Bu yazı, tam yarım asır evvel 1973 yılında 28 yaşında bir imam-hatip olarak tarafımızsan hazırlanıp İstanbul Süleymaniye Camii minberinden hutbe formunda okunmuştur. Ara başlık ilaveleri dışında hiçbir değişiklik yapılmamıştır. Ali Rıza Demircan
Yüce Rabbimiz Hayat Nizamı’mız Kur’ân-ı Kerîm’de şöyle buyurur:
«And olsun ki biz her ümmete Allah’a kulluk edin, Tâğût’tan kaçının diyen bir Peygamber göndermişizdir…»(1)
İlk şerîatını tebliğ eden Hz. Âdem’den, son ve mütekâmil şerîatını tebliğ eden Hz. Muhammed’e kadar İslâm Dini’ni sunan bütün Peygamberlerin kaçınılmasını bildirdikleri Tâğût nedir acaba?
Kur’ân-ı Kerîm’de sık sık geçen Tâğût, Kur’ân’a has bir terimdir ve şu mânalara gelir:
a) Arzuları ilahlaştırılan nefis Tâğût’tur.
b) Allah’ın emir ve yasaklarını tanımayan, İslâm Dini ile çatışan düzen ve düsturlara çağıran her fert ve kurum Tâğût’tur.
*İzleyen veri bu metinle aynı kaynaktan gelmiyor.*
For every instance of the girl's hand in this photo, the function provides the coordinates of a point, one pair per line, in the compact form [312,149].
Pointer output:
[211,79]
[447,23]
c) Allah’tan başka zatında güç görülen eşya, insan ve putlar Tâğût’tur. Şeytan Tâğût’tur.
d) Allah’ın şeriatı ile çatışan bütün gelenekler, esas alınan bütün rejimler, kapitalizm ve laisizim türü sistemler Tâğût’tur. (2)
Mahiyetini açıklamaya çalıştığımız Tâğût’u yani Allah’ın emirleri ve yasaklan ile çatışan nefsi, fertleri, önderleri, rejimleri – sistemleri ve ilkeleri ret etmedikçe, hâkimiyetin yalnızca Allah’a ve O’nun yasalarına ait olduğu tasdik edilmedikçe İslâm ve onu yaşama olan ibâdet gerçekleştirilemez.
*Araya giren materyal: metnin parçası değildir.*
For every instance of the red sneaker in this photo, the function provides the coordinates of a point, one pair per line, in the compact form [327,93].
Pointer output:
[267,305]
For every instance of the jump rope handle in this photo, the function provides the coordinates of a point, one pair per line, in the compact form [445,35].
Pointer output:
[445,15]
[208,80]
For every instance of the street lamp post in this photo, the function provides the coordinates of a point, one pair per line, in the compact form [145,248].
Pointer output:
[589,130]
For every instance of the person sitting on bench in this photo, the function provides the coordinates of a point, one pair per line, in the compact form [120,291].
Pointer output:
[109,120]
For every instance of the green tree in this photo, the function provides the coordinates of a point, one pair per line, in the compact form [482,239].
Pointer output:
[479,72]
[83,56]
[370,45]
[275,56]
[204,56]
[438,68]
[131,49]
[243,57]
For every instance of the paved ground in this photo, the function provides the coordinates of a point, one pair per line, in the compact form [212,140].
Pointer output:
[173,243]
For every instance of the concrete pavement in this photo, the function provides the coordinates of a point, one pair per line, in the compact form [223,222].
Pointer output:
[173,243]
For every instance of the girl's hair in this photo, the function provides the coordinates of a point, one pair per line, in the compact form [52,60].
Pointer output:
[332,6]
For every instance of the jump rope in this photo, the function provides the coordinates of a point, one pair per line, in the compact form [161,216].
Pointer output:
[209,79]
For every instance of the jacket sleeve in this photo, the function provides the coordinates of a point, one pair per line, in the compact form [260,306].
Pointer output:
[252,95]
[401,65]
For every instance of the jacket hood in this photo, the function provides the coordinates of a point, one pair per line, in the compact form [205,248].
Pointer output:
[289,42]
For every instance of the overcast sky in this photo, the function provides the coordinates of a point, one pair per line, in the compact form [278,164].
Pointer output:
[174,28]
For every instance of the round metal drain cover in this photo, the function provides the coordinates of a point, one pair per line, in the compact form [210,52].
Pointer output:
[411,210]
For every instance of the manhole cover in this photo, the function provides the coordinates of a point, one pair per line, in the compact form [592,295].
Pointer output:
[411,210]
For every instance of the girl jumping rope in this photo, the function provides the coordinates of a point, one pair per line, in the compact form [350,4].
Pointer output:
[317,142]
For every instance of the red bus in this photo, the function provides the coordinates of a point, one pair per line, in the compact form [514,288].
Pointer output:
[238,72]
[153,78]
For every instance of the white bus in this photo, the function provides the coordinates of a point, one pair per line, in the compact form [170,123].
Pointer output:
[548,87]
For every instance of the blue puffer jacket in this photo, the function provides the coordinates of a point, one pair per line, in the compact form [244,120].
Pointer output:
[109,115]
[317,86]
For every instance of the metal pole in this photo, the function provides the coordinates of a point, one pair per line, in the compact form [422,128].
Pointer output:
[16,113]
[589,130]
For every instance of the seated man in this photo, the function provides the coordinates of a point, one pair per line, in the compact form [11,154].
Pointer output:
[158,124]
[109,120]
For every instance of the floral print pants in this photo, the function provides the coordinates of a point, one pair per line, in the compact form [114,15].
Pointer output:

Bu gerçeği Rabbimiz şöyle bildiriyor:
«Dinde zorlama yoktur. Artık doğru yol ile eğri yol birbirlerinden ayrılmıştır. O halde kim Tâğût’u tanımayıp da Allah’a îman ederse muhakkak ki, kopması mümkün olmayan en sağlam kulpa yapışmıştır. Allah çok iyi işitici ve bilicidir.» (3)
Anlamını sunduğumuz âyet-i kerîmeden anlaşılacağı üzere İslâm insanı olabilmek için Tâğût’un şiddetle ret edilmesi gerekir. Ancak Tâğût’un sözle reddi kâfi değildir. Rûhun derinliklerinde kasırgalaşan ve amelî hayatta neticeler doğuran fiilî bir ret gerekir. Bunun için de Tâğût’la silahlı savaş yanısıra kültürel yollarla ve yöntemlerle de savaşmak lâzımdır:
a) Allah’ın emir ve yasaklarına tâbi oluncaya kadar Tâğût olan nefisle çatışmak,
b) Ferdî ve içtimaî hayatımızı Allah’a döndürmemize mâni olan ve Tâğût olan cahiliyet düzenleri ve fikir babaları ile çatışmak…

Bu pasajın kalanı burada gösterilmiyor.